Apple says it will invest $200 million in a rural Kentucky facility that it credits with rescuing the company's signature smartphone from a design flaw that would have led to scratched screens.
The California-based company announced Friday it would give the money to Corning Inc. to use at its facility in Harrodsburg, Kentucky. Apple and Corning first teamed up 10 years ago when former Apple CEO Steve Jobs ordered the plastic screen on the company's first iPhone to be replaced with a scratch-resistant glass just a few months before the product was to launch.
Since then, Corning says it has made 552 million square feet (51 million square meters) of its Gorilla Glass product for iPhones and iPads, or roughly enough glass to cover 10,000 football fields.
"All of that work happened right here in Harrodsburg, and Apple owes you a big thank you," Apple Chief Operating Officer Jeff Williams told workers at Corning's Harrodsburg facility on Friday.
Williams said the money is the first of $1 billion the company plans to spend on US-based companies from its Advanced Manufacturing Fund.
"It's only fitting that the first commitment from that fund be for Corning and specifically for Harrodsburg, where so much of our history is," Williams said.
Williams was joined by U.S. Senate Majority Leader Mitch McConnell of Kentucky and Corning CEO Wendell Weeks.

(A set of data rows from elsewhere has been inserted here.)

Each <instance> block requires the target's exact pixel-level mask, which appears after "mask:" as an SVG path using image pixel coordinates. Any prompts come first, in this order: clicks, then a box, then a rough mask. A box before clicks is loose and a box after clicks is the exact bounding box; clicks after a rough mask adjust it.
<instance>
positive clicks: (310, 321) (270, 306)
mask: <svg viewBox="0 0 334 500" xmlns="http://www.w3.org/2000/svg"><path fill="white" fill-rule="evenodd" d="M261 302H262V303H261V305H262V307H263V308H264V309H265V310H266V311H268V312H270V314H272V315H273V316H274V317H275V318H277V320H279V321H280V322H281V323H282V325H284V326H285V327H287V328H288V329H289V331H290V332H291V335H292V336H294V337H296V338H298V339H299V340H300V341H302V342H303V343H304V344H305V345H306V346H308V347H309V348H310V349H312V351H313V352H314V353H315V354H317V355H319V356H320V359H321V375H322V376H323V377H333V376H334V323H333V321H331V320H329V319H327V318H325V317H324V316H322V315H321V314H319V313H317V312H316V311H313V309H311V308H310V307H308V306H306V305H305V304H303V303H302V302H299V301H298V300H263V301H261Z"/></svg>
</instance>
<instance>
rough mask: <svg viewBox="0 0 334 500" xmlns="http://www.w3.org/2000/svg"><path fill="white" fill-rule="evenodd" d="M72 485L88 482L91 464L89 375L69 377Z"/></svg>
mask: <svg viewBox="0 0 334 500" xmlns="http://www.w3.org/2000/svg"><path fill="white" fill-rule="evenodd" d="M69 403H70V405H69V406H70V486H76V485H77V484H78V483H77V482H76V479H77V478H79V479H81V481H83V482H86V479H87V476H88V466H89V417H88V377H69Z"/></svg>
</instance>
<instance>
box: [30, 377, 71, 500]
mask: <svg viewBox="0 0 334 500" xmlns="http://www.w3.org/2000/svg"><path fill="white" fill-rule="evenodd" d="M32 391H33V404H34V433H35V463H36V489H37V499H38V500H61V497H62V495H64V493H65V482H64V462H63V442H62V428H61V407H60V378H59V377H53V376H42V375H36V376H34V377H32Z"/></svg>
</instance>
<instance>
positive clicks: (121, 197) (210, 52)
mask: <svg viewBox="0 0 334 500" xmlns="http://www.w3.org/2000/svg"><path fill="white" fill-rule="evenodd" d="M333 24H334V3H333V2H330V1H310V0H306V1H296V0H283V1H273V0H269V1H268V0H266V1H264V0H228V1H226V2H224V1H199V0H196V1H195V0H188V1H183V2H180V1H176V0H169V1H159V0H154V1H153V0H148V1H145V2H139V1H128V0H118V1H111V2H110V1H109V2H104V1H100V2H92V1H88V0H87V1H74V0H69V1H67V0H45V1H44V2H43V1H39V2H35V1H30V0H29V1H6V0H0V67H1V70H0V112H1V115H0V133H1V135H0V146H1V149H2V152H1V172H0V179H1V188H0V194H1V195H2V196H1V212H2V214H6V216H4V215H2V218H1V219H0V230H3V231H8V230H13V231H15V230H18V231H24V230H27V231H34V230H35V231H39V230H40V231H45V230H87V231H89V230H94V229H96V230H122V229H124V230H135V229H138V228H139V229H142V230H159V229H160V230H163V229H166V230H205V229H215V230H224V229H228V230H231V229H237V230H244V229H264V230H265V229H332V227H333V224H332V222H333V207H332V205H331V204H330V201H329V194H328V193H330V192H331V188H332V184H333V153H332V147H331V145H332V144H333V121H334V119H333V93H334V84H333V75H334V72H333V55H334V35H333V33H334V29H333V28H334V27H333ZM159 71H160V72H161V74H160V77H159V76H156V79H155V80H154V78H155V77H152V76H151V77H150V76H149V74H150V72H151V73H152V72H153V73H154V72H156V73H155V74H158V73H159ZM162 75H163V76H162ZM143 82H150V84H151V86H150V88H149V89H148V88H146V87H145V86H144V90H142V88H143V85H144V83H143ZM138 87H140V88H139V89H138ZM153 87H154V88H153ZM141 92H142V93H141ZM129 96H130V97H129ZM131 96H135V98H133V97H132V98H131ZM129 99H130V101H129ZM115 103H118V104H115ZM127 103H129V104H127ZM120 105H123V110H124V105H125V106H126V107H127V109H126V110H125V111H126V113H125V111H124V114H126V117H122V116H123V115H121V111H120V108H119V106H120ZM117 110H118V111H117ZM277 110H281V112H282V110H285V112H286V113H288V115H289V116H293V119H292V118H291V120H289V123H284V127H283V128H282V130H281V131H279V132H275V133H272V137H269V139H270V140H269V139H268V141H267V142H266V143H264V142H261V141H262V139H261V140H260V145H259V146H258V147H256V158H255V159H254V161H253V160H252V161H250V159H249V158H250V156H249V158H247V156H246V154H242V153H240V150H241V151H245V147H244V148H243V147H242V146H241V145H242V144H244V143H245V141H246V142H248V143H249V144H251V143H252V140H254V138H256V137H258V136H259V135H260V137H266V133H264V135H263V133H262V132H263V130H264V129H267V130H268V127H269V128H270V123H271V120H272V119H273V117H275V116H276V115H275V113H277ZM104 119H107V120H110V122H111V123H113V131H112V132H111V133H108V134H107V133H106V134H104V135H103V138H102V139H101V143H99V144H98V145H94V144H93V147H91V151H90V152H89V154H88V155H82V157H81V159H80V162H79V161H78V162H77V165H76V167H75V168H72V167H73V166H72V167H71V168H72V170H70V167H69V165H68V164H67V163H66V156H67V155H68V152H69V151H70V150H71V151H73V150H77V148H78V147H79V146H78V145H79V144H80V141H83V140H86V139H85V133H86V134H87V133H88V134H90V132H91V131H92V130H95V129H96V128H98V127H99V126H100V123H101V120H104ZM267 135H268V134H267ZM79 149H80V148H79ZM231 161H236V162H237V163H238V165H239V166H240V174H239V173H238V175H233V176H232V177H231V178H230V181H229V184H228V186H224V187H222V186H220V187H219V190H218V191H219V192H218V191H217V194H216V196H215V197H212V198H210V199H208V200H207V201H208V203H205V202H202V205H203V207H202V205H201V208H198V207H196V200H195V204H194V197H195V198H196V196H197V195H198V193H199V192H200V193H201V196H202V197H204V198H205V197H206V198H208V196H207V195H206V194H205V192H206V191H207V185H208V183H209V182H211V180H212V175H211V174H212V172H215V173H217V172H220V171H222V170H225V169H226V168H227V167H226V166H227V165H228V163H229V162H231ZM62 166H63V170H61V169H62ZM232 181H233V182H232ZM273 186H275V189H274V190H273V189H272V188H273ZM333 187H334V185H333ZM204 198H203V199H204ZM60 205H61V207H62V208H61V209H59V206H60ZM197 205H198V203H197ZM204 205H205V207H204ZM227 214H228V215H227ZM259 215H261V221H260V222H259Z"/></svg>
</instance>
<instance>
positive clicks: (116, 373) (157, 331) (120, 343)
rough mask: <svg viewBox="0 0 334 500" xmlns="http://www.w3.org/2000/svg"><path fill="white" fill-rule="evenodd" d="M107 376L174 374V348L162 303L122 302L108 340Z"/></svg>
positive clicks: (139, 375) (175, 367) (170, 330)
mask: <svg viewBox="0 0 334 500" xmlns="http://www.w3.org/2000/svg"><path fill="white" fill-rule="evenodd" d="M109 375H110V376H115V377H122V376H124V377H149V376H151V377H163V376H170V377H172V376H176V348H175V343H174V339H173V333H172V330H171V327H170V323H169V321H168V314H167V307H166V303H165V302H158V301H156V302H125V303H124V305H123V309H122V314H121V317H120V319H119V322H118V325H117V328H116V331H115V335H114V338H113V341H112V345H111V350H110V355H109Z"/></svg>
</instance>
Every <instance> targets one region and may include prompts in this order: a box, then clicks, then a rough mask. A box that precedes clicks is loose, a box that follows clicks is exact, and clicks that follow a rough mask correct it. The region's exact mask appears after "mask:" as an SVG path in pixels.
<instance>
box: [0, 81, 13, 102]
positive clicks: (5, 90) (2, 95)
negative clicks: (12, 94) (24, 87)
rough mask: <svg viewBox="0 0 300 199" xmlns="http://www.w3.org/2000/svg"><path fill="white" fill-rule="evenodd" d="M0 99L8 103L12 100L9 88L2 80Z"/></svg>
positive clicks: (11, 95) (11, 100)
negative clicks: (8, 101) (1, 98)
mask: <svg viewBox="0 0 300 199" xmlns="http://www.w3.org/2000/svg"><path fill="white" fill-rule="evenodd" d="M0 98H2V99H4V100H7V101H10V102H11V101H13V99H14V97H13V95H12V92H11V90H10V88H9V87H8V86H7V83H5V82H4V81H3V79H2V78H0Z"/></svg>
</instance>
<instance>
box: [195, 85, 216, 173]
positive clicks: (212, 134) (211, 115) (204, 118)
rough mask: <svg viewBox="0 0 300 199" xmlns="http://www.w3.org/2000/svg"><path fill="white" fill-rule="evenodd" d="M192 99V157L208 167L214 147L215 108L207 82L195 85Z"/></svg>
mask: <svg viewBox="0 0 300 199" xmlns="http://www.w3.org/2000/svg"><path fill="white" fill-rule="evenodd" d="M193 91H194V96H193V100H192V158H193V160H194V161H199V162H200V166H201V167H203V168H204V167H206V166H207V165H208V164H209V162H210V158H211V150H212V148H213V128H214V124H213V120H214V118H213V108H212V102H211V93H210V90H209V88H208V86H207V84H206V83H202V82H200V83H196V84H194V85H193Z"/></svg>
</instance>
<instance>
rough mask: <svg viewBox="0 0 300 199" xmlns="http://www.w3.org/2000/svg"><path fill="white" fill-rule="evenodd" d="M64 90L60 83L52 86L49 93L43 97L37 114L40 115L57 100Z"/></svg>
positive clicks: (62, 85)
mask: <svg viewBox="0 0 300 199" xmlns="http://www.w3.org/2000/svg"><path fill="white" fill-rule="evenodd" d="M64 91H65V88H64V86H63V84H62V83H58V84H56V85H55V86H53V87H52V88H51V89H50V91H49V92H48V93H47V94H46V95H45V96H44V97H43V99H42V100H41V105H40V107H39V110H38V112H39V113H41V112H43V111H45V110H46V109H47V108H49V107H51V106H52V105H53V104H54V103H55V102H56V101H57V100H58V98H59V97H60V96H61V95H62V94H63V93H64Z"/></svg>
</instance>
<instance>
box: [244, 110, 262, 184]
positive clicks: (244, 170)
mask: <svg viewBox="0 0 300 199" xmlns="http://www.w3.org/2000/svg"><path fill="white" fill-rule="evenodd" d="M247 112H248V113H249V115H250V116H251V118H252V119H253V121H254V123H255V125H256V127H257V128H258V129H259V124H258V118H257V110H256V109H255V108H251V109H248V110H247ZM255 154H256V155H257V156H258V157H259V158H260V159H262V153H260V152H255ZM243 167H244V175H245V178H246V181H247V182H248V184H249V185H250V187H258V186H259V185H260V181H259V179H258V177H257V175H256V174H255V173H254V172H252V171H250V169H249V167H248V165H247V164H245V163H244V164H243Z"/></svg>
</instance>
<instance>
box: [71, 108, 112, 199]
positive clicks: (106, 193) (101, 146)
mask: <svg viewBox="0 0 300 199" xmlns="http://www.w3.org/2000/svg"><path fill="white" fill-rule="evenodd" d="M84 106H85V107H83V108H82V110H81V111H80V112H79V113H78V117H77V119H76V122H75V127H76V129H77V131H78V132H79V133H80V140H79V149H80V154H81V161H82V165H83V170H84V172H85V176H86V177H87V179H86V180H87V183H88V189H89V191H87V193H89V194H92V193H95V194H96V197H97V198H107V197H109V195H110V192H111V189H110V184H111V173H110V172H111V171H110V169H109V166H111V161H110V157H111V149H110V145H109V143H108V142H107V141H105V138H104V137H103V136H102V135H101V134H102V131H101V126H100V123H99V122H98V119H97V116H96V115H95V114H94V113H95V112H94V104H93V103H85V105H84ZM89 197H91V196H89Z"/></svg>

Officials from both companies did not say if the money would bring more jobs to Kentucky, or if the state offered any tax incentives for the investment. Corning officials said the money would be used "to sustain" the 400 employees who work in Harrodsburg. Officials said the partnership between Apple and Corning has produced 1,000 jobs in the United States.
It was the fourth major business investment in Kentucky this year. In January, Amazon announced it would spend $1.4 billion to build a worldwide cargo hub in northern Kentucky. Toyota has said it will spend $1.3 billion in its Georgetown plant that produces its flagship Camry sedan. And last month, Braidy Industries announced it would spend $1.3 billion to build an aluminum plant in eastern Kentucky.
State taxpayers could pay nearly $100 million in tax incentives to those companies over the next 10 years if they meet projected goals with spending and job creation.